I see this mistake a lot. What I mean is, many people buy off the shelf items from their local retailer for their food storage. Now, that can work. The food from you grocer will work for food storage. The problem comes from the reality that people typically make mistake #3 with their emergency supplies, so the food never gets rotated. Items purchased from your local grocery store have about a 1 to 2 year shelf life. So you go out and spend a lot of money on food that will expire long before they will ever be able to use it or worse yet before they even look at it again.

The reality is, most people don’t review, rotate and replace. So to compensate for that, buy long term, shelf stable food storage. Typically, that means food that will last for at least 10 years and water that will last for 5 years. It will mean your food and water will be usable when you need it.

Mistake #5 – Forgetting personal and comfort items

Many times when people are putting together their emergency supplies they look only at the basics like food, water, light, warmth, shelter, etc. That is all very important and needs to be done. But, it is important to not forget to put some of your daily personal and comfort items into your 72 hour emergency survival kits and shelter in place supplies.

For example if you have kids, what are you going to do to keep their mind off the current situation? I recommend including in your emergency supplies simple games, coloring books or books to read. Throw in a pack of playing cards into your 72 hour emergency survival kit or some travel checkers or chess. Make sure in your shelter in place supplies you include comfort items like snacks that they like (rotate annually), maybe a stuffed animal, games, books, comfortable clothes, blankets, etc. Keeping you and your families stress level down and spirits up during a disaster is critical for survival.

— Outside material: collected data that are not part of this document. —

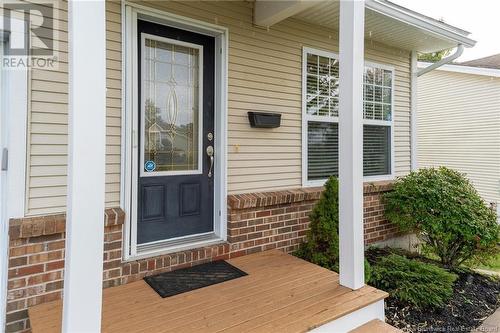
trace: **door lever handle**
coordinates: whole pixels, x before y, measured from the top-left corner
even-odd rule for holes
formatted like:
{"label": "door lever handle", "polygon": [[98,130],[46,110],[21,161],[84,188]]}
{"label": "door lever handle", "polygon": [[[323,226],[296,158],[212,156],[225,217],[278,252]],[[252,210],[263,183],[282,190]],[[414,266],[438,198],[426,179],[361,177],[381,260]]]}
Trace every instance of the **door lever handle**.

Also, don’t forget personal medications that you may need. For example, I wear contact lenses. My supplies should include contact solution and a replacement pair of contacts. I should also throw in an old pair of glasses, just in case. You may need a particular medication or personal hygiene item. If it is critical to your survival, then include it. If I didn’t have my glasses or contacts, I would not survive for very long. It is as simple as that.

Updated March 3, 2009


  1. Maggie wrote:

    Thank you once again for sharing this information with us. There is peace of mind knowing that you’ve done everything to prepare for a stressful time.
    In the place that I keep my supplies, I have also tucked away a new journal with a couple of pencils and sharpeners.
    I have always carried a journal in my backpacks so it was easy for me to tuck away a new journal in each 72 hour backpack. Small journals take very little space and can come in handy for recording thoughts during a natural disaster or time of survival.

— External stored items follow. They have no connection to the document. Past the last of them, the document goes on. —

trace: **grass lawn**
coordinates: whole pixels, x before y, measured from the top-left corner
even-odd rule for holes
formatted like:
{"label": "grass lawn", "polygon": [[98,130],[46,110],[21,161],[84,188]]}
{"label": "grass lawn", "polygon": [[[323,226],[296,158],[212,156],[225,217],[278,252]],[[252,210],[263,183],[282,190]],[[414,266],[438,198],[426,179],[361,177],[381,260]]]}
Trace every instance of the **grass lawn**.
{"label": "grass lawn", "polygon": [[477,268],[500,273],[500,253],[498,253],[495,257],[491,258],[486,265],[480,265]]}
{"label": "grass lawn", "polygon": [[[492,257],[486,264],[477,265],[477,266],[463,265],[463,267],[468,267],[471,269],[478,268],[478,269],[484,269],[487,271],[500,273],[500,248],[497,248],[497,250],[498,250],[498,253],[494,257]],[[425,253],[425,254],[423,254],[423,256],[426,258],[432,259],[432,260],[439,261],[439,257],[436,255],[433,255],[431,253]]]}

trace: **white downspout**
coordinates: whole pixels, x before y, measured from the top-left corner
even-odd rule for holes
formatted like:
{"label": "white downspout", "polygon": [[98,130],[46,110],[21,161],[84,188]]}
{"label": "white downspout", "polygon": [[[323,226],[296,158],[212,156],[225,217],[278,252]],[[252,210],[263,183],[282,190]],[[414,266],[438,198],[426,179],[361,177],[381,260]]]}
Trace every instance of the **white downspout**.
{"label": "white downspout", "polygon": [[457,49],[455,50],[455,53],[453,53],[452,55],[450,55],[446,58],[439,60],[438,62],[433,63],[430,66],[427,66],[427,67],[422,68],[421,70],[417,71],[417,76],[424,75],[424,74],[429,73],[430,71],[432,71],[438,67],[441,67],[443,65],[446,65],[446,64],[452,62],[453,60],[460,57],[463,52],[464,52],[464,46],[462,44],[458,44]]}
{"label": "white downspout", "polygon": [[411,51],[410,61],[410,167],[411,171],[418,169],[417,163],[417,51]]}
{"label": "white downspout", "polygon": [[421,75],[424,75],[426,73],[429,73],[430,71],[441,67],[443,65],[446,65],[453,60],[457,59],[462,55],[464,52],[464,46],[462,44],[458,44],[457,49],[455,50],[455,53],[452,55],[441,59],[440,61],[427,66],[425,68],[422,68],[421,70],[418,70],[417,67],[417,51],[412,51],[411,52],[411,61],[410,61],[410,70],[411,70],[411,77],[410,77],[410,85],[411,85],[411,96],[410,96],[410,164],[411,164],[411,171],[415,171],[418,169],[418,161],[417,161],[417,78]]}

    April 14th, 2009 at 5:20 pm
  2. TheReadyExpert wrote:

    You are welcome. Thank you for taking the time to get prepared.

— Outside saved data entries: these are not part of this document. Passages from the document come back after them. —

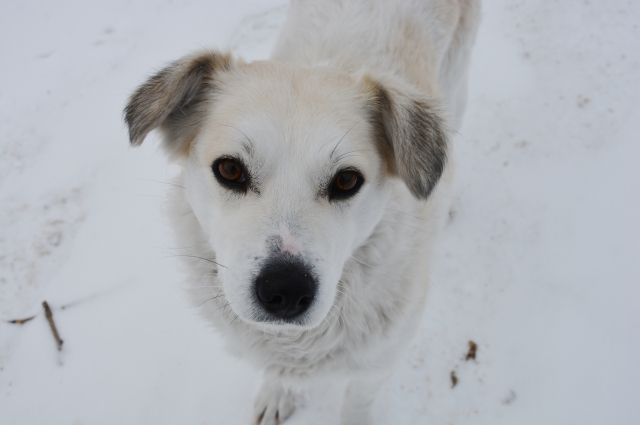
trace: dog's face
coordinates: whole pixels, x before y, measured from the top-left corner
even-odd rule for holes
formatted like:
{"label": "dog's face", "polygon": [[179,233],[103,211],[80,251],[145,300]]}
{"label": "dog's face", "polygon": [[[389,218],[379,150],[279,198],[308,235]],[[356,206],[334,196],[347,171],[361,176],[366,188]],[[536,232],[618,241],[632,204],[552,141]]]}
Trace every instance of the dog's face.
{"label": "dog's face", "polygon": [[233,311],[314,327],[393,181],[419,198],[437,182],[445,137],[428,102],[367,78],[203,54],[141,86],[126,120],[132,143],[159,127],[183,157]]}
{"label": "dog's face", "polygon": [[363,95],[348,78],[271,64],[218,84],[185,187],[224,293],[246,320],[313,326],[386,200]]}

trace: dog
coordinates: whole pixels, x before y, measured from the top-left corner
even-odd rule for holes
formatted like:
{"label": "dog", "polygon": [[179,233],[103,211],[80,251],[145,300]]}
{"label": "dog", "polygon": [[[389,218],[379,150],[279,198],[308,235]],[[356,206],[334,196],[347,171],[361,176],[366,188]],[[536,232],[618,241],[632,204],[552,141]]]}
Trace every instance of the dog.
{"label": "dog", "polygon": [[269,60],[199,52],[132,94],[131,144],[158,129],[182,167],[189,292],[264,370],[255,423],[320,378],[348,379],[343,424],[373,422],[446,222],[479,9],[294,0]]}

    April 14th, 2009 at 5:21 pm
  3. Brandon wrote:

    Thanks for the great info…I am new to all of this, so far I have only been able to put together about a weeks worth of food and water but would like to build up to about 6 months. I love these articles and they are very informative.

    April 23rd, 2009 at 9:58 am
  4. Noel Napolitan wrote:

    I wish I was more prepared. I’m ok but a little more would be good. Especially water.